The theoretical error of the SM prediction is completely negligible compared to the current experimental uncertainties. The tension between the SM prediction and the experimental data is driven by the reduced \(B\rightarrow K \mu ^+\mu ^-\) branching ratio, while the measured \(B \rightarrow K e^+e^-\) branching ratio is in good agreement with the SM. In our extended global fit we do not use the \(R_K\) measurement directly but instead include the \(B \rightarrow K\mu ^+\mu ^-\) and \(B \rightarrow Ke^+e^-\) branching rations separately, taking into account the correlations of their theory uncertainties. As the theory uncertainties of BR\((B \rightarrow K\mu ^+\mu ^-)\) and BR\((B \rightarrow Ke^+e^-)\) are essentially 100 % correlated, our approach is to a good approximation equivalent to using \(R_K\).

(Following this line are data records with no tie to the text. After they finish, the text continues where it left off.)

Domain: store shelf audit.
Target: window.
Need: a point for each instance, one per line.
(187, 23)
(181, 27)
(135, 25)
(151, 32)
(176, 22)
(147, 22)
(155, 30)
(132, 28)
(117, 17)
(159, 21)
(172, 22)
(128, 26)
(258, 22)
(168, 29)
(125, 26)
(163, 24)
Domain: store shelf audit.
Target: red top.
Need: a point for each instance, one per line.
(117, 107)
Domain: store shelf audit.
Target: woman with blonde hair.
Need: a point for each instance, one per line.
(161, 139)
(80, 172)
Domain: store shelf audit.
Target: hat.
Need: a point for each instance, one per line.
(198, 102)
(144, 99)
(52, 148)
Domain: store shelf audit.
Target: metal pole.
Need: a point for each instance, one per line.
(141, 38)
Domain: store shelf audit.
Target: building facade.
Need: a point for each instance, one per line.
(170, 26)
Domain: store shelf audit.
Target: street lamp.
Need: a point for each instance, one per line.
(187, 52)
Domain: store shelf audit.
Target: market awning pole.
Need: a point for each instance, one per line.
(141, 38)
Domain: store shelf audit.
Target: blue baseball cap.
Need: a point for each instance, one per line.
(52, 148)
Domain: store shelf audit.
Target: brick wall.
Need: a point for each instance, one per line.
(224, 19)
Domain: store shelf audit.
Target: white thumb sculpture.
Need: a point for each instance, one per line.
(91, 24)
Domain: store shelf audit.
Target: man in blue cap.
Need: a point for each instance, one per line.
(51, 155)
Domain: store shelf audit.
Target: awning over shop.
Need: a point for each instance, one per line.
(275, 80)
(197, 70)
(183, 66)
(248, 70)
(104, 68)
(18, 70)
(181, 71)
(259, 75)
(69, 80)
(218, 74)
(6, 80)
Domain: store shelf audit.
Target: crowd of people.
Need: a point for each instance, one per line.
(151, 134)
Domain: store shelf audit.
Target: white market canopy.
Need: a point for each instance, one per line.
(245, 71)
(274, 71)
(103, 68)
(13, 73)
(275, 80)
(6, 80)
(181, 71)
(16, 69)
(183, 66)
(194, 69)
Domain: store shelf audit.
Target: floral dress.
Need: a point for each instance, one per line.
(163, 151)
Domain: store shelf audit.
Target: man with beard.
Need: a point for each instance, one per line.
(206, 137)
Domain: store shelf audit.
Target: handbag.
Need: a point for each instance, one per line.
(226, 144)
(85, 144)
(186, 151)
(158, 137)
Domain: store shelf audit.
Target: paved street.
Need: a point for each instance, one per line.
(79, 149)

In Fig. 6 we show the result of two fits that allow for new physics in \(C_9^\mu \) and \(C_9^e\) (left plot) and new physics along the \(\mathrm{SU}(2)_L\) invariant directions \(C_9^\mu = -C_{10}^\mu \) and \(C_9^e = -C_{10}^e\). Recall that in Sect. 3.3 we found that new physics in these scenarios gives the by far best description of the experimental \(b\rightarrow s \mu ^+\mu ^-\) data. As expected, we again find that a \(C_9^\mu \) significantly smaller than in the SM is clearly preferred by the fits. The best-fit regions for \(C_9^\mu \) and \(C_9^\mu = - C_{10}^\mu \) approximately coincide with the regions found for \(C_9\) and \(C_9 = - C_{10}\) in Sect. 3.3. The Wilson coefficients \(C_9^e\) and \(C_9^e = - C_{10}^e\) on the other hand are perfectly consistent with the SM prediction. Lepton-flavour universality, i.e. \(C_9^\mu = C_9^e\) and \(C_{10}^\mu = C_{10}^e\) as indicated by the diagonal line in the plots is clearly disfavoured by the data. Our results are consistent with similar findings in recent fits to part of the available experimental data [8, 9].

Fig. 6
figure 6

Allowed regions in the plane of new physics contributions to the Wilson coefficients \(C_9^\mu \) vs. \(C_9^e\) (left) and the plane of the \(\mathrm{SU}(2)_L\) invariant combinations of Wilson coefficients \(C_9^\mu =-C_{10}^\mu \) vs. \(C_9^e=-C_{10}^e\) (right). The blue contours correspond to the 1 and \(2\sigma \) best-fit regions. The diagonal line corresponds to lepton-flavour universality

Working under the assumption that the electron modes are indeed SM like, we can make predictions for ratios of observables that test lepton-flavour universality using the best-fit regions for the muonic Wilson coefficients from our global fit. We consider ratios of branching ratios of the exclusive \(B\rightarrow K^* \ell ^+\ell ^-\) and \(B\rightarrow K \ell ^+\ell ^-\) decays and the inclusive \(B \rightarrow X_s \ell ^+\ell ^-\) decays, both at low and high \(q^2\). Moreover, we also predict ratios of the \(B \rightarrow K^* \ell \ell \) angular observables \(F_L\), \(A_\text {FB}\) and \(S_5\) at low and high \(q^2\). The results are shown in Table 3. The four columns correspond to the following scenarios:

  • new physics only in \(C_9^\mu \);

    Table 3 Predictions for ratios of observables with muons vs. electrons for four different scenarios with NP only in one or two Wilson coefficients with muons. Ratios deviating from the SM prediction 1.00 by more than 30 % are highlighted in boldface. Differential branching ratios are given in units of GeV\(^{-2}\)
  • new physics in \(C_9^\mu \) and \(C_9^{\prime ~\mu }\);

  • new physics along the \(\mathrm{SU}(2)_L\) invariant direction \(C_9^\mu = - C_{10}^\mu \);

  • new physics independently in \(C_9^\mu \) and \(C_{10}^\mu \).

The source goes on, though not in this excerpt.